2 heaped teaspoons of jam, honey or sugar dissolved in water

OR

half a glass of a sweet drink like lemonade or fruit juice

OR

6 to 8 jelly beans

Wait 5 to 10 minutes. If you still feel hypo, repeat the treatment.

After 10 to 15 minutes have a meal if it is due, or a snack.

Hyper – high blood sugar (hyperglycaemia)

Sometimes the blood sugar level rises above normal (above 8).

This may be due to:

  • eating sugary foods
  • forgetting to take your tablets
  • missing an insulin injection
  • being sick, having an infection or fever.

Warning signs of a hyper may be:

  • being very thirsty
  • passing a lot of urine
  • feeling very tired
  • getting infections, or infections that do not heal.

Or you may not get any warning signs.

Managing high blood sugar

It is okay if your blood sugar level rises occasionally and if it lasts just a few hours, but if it’s not managed, it can be dangerous.

See your doctor or nurse if your blood sugar rises often or lasts for a long time. They will help you find out why your blood sugar level keeps rising.

They will also help you manage your sick days.

Have regular health checks

People with diabetes should see their doctor or nurse regularly.

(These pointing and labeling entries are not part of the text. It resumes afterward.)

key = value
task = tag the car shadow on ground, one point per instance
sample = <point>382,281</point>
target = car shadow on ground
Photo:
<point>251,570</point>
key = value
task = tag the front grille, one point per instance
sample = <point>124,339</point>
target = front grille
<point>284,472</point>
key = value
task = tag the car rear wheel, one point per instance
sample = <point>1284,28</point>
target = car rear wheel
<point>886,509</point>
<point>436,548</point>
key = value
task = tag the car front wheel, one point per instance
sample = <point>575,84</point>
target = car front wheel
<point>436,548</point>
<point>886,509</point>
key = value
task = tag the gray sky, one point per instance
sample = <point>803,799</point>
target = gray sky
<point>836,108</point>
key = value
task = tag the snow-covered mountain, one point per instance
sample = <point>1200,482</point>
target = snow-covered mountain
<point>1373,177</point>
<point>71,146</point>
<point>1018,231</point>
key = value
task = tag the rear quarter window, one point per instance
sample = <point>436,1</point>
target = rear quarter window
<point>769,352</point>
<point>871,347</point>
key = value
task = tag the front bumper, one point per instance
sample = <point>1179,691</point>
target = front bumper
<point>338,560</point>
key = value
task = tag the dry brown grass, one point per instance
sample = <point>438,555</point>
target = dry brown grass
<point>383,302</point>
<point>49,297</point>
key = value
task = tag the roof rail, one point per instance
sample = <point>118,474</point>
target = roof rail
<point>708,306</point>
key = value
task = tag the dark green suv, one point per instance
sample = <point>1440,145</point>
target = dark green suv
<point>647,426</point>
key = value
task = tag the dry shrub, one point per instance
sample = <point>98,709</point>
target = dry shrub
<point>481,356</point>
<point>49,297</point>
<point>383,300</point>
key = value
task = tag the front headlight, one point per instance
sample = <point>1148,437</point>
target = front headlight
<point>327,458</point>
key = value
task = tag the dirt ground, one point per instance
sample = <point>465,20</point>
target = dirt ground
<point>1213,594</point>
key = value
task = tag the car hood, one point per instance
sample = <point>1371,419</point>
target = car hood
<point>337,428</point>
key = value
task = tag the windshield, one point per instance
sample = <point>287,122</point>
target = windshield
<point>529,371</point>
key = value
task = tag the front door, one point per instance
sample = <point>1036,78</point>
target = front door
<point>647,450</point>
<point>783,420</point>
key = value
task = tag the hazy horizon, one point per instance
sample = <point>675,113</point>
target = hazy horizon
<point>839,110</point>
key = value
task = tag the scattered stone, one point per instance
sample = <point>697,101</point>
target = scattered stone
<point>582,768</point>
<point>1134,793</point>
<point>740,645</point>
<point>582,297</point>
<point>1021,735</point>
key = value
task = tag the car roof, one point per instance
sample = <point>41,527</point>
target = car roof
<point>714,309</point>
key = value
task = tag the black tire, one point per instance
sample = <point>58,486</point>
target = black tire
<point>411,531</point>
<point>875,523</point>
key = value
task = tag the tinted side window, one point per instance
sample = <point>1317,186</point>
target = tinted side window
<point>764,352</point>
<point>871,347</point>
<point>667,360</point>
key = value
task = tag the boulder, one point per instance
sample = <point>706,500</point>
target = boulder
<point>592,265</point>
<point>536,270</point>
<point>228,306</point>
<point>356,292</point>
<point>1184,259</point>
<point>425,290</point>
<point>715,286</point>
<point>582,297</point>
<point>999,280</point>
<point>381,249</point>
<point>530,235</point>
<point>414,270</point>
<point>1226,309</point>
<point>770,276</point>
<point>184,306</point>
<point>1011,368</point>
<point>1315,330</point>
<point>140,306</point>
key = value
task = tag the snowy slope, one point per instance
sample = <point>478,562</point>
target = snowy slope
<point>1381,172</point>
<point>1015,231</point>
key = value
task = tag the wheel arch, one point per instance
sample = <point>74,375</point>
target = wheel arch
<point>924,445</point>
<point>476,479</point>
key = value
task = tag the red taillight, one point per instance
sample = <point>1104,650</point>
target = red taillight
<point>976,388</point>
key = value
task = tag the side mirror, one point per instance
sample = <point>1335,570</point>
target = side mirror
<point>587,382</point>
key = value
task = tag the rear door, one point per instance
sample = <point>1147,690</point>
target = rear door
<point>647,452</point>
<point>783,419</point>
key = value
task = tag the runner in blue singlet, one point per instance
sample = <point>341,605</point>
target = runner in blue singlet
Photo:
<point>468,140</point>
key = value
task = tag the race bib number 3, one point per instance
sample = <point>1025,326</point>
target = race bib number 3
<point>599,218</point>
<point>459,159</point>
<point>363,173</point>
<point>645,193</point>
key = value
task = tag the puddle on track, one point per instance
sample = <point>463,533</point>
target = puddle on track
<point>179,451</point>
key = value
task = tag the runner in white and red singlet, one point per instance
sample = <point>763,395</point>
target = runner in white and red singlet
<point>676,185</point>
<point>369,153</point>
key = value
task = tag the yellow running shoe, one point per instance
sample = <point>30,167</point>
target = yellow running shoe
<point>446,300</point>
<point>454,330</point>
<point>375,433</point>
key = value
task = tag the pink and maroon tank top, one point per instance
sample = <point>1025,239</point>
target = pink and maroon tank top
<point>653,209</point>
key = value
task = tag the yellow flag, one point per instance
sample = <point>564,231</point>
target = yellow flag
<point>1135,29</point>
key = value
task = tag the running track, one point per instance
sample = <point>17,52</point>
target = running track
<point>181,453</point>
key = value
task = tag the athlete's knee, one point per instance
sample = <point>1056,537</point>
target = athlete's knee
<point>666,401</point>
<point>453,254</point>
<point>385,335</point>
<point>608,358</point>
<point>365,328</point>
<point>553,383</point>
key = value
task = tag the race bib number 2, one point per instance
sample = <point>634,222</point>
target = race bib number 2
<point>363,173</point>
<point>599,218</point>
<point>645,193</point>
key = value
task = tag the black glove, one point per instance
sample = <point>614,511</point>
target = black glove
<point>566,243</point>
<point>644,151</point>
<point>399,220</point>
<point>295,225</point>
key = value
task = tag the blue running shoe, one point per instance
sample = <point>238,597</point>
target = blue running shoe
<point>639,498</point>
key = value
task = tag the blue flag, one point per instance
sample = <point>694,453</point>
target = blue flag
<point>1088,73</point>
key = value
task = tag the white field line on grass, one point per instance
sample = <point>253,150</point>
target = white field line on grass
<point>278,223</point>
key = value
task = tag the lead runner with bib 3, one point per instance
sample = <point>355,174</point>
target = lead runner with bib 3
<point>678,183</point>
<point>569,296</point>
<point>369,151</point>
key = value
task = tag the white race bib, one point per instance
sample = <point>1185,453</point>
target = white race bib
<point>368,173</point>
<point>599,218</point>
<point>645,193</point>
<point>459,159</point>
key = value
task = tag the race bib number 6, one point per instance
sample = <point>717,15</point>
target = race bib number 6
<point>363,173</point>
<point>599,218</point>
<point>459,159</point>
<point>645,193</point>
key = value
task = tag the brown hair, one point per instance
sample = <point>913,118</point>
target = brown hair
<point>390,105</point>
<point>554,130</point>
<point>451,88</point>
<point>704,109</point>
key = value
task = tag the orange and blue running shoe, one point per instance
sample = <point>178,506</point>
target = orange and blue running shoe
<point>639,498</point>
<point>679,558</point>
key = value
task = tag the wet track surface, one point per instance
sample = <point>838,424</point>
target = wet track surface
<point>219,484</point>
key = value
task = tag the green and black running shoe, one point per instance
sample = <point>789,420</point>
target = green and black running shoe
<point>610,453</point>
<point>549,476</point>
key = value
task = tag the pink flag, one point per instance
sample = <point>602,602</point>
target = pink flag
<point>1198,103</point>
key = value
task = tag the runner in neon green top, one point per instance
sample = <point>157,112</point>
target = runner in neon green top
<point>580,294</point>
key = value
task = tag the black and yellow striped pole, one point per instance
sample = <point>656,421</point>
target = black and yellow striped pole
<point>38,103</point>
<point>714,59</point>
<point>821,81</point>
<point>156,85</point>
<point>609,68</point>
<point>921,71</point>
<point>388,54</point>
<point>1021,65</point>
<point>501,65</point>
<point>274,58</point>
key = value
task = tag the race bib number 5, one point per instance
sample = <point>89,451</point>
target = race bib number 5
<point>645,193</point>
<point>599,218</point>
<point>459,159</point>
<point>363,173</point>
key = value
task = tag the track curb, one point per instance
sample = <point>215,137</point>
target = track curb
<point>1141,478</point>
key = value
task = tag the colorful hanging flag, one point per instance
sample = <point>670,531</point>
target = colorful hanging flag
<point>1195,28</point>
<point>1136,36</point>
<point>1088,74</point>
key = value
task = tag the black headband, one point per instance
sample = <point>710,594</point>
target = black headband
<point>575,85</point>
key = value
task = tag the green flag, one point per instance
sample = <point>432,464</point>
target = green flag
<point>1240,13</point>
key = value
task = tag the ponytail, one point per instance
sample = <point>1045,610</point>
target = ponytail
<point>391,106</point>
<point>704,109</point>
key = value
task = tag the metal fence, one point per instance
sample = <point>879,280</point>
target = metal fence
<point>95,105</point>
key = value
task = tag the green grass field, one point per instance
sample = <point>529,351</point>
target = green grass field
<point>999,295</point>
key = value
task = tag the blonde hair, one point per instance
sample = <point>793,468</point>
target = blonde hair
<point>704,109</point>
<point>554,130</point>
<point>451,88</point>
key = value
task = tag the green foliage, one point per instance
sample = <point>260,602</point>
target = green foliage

People with diabetes can now have one free health check every year.*

Make an appointment with your doctor – or the doctor’s nurse – for your free check.

They will check:

  • your weight
  • your blood pressure
  • your plan to stay well
  • that your blood and urine tests are up-to-date
  • your feet
  • your general health
  • that your eye checks are up-to-date.

If at any time you are worried or do not feel well, get checked by the nurse or doctor right away.

Diabetes organisations

Diabetes New Zealand
PO Box 12-441, Wellington, New Zealand.
Phone (04) 499 7143, Fax (04) 499 7146
Email: diabetes@diabetes.org.nz

Diabetes Youth New Zealand
E-mail: youthpresident@diabetes.org.nz

Website: www.diabetesyouth.org.nz

Te Roopu Mate Huka
Website: www.maoridiabetes.co.nz

This booklet is available in English, Māori, Samoan, Cook Islands Māori, Tongan and Niuean. These, plus Tokelauan and Fijian versions, are all available on these Ministry of Health websites www.health.govt.nz or www.healthed.govt.nz or by calling your local District Health Board in the medical white pages of the telephone book or your local hospital.

Diabetes Health Care Team

Health professionals Name Phone number
Doctor    
Diabetes Nurse    
Dietitian    
Diabetes specialist    
Podiatrist (foot care)    
Ophthalmologist (eye doctor)    
Pharmacist    
Notes    

Tips for keeping healthy

With help from your health care team and by following these simple tips you can stay well:

  • Eat healthy food
  • Eat regular meals
  • Keep physically active
  • Check your feet regularly
  • Have regular health checks
  • Stay a healthy weight
  • Stay smokefree.

ISBN 978-0-478-19285-8 (print)
ISBN 978-0-478-19286-5 (online)

* Check with your doctor. Not all doctors offer this free service.